Duchessa: Bona di Savoia (Avigliana 1449 – Fossano 1503)
Bona di Savoia, nobile di casata, undicesima figlia di Ludovico di Savoia e di sua moglie Anna di Lusignano, trascorse la propria infanzia nel castello di Amboise alla corte del Re di Francia, di cui era cognata.
Per ragioni di alleanze e di equilibri politici sposò per procura, nel 1468, il Duca di Milano Galeazzo Maria Sforza. A Milano venne a contatto con un mondo incantato che presto la conquistò.
Amò con dedizione, come si conveniva ad una nobildonna del suo tempo, quel suo sposo di forte carattere, ma di costumi dissoluti. Pur gelosa dei frequenti tradimenti, accettò di tenere a corte i quattro figli illegittimi avuti dal marito prima del matrimonio e altri quattro gliene diede; fu madre esemplare ed amorevole. Il giorno in cui i congiurati le assassinarono il marito, nel 1476, fu per lei un lutto disperante.
Presagendo sventure e consapevole del pericolo rappresentato dai cognati per la successione al ducato, insieme al fidato consigliere Cicco Simonetta, prese misure difensive per scongiurare il peggio.
Tanto fu determinata e forte a difendere il diritto alla successione del suo primogenito Gian Galeazzo, ancora bambino, quanto fu fragile e ingenua nel lasciarsi incantare ed adulare dal cognato Ludovico il Moro.
Subì l’affronto di oscure accuse, le fu sottratto il figlio, fu allontanata e segregata, minacciata, guardata a vista, esautorata di ogni potere.

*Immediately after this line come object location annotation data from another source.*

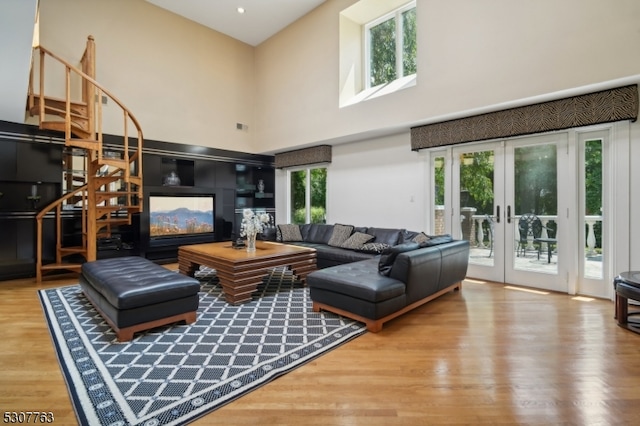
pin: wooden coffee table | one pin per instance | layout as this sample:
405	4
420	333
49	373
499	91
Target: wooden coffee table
240	272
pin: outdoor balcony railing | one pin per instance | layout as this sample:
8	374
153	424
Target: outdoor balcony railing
482	223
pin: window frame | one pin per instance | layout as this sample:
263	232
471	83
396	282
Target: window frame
308	206
396	15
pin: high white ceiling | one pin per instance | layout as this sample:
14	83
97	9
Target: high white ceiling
261	20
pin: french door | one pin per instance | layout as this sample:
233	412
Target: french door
531	207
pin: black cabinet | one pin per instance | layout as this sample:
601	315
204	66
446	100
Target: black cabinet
7	160
255	187
38	162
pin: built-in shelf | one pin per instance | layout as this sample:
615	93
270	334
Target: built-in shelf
177	172
263	195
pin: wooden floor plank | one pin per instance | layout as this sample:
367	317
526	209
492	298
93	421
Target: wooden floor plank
484	355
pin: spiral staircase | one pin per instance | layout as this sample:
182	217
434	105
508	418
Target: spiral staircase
102	185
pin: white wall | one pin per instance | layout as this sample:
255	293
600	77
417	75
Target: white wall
379	182
183	82
17	20
471	54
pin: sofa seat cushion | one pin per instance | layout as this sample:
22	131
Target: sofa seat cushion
132	282
389	256
337	254
360	280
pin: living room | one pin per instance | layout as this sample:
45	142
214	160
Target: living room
190	85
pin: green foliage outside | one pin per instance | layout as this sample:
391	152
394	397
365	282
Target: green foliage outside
318	183
383	49
535	181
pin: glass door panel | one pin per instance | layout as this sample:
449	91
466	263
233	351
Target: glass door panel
535	208
477	196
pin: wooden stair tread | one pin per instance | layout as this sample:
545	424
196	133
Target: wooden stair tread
75	267
48	109
72	250
36	96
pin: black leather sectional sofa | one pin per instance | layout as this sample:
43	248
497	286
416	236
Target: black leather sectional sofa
376	274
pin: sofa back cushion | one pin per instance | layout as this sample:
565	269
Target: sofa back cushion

Avvilita e sdegnata rinunciò alla tutela del figlio e, con la promessa di un cospicuo appannaggio, lasciò Milano.
Distrutta nell’animo non trovò più pace. Pianse il figlio prediletto morto precocemente, sospettando fortemente l’avvelenamento da parte di emissari del Moro. Non poté mai riabbracciare quel suo figlio adorato, non conobbe la nipotina primogenita che morì piccolissima, né altri della propria discendenza.

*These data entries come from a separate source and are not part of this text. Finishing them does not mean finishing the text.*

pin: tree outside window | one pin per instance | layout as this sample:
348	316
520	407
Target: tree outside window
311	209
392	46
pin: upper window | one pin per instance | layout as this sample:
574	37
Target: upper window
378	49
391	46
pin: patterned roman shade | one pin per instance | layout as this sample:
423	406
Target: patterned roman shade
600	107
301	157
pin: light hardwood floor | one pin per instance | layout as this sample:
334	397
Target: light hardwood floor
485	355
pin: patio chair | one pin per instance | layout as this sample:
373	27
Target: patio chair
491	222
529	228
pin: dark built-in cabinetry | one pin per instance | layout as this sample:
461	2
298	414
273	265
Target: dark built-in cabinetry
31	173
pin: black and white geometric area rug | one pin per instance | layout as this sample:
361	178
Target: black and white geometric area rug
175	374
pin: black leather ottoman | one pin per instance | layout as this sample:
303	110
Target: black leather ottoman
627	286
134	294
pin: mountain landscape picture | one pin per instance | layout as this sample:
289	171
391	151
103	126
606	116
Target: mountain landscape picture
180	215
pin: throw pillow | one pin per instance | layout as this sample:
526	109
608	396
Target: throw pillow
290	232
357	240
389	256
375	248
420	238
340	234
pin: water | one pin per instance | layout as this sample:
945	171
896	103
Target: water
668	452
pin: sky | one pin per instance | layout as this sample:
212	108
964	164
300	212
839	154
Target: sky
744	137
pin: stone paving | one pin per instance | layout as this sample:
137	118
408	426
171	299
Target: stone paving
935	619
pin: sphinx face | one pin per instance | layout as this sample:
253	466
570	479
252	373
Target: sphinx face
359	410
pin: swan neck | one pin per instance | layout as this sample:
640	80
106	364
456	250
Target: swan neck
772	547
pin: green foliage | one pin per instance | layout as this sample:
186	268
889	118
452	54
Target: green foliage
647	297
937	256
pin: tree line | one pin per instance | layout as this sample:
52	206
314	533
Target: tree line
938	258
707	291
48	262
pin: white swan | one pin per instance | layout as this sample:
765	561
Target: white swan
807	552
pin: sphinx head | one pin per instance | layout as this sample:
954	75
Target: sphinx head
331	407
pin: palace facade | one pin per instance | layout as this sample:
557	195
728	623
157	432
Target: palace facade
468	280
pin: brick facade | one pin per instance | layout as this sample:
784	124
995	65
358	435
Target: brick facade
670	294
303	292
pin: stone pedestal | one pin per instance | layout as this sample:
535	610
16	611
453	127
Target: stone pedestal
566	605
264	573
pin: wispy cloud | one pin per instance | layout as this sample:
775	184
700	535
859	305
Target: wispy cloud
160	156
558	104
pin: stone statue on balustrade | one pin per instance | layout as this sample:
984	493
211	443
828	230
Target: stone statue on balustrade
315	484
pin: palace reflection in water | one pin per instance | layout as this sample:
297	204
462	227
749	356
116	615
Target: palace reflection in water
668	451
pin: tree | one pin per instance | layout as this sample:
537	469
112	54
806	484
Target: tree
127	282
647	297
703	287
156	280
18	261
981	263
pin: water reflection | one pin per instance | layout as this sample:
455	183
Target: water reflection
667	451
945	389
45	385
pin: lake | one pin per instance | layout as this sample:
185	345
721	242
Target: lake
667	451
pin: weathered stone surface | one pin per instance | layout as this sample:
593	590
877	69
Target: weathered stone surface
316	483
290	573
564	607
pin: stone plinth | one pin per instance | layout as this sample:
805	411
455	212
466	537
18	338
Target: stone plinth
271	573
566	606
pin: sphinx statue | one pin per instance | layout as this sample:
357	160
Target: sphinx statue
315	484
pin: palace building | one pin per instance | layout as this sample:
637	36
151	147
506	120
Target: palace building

Nella tenuta di Fossano trascorse gli ultimi tre anni di vita, costretta a mendicare aiuti economici presso il nipote Filiberto di Savoia. Dimenticata e sola, si confortava pregando e raccomandando l’anima a Dio. Si spense nell’indifferenza il 23 novembre 1503. Il mondo in cui era vissuta l’aveva cancellata da tempo e solo due miseri ceri illuminavano la sua semplice bara. Le cronache dell’epoca narrano che il ponte del castello, al passaggio del feretro, cedette ed il corpo della Duchessa caduto nel fossato non fu mai ritrovato. Ancora oggi si narra che il suo fantasma vaghi per le stanze del castello in cerca della tanto agognata pace.
Laura Novellini
NOTE DI REGIA
Abbiamo cercato di capire, al di là delle vicende storiche, quale potesse essere lo stato d’animo di una donna abbandonata a se stessa nel 1500 e quale ruolo giocarono le persone che ebbero a sfiorare la sua esistenza. Ne abbiamo tratto un lavoro che cerca, attraverso la musica, le luci ed i dialoghi scarni, di tracciarne un profilo intimo, doloroso, nudo, raccontato dai gesti e dal “linguaggio strano” di Achillina, unico personaggio inventato, e dalle movenze del pensiero di Bona, interpretato dalla danzatrice.
I personaggi non indossano abiti d’epoca, ma sono “vestiti” con i costumi neri, disegnati da Rossella Ravera, resi diversi tra loro semplicemente da una fascia colorata: bianca per la bontà, rossa per la cattiveria.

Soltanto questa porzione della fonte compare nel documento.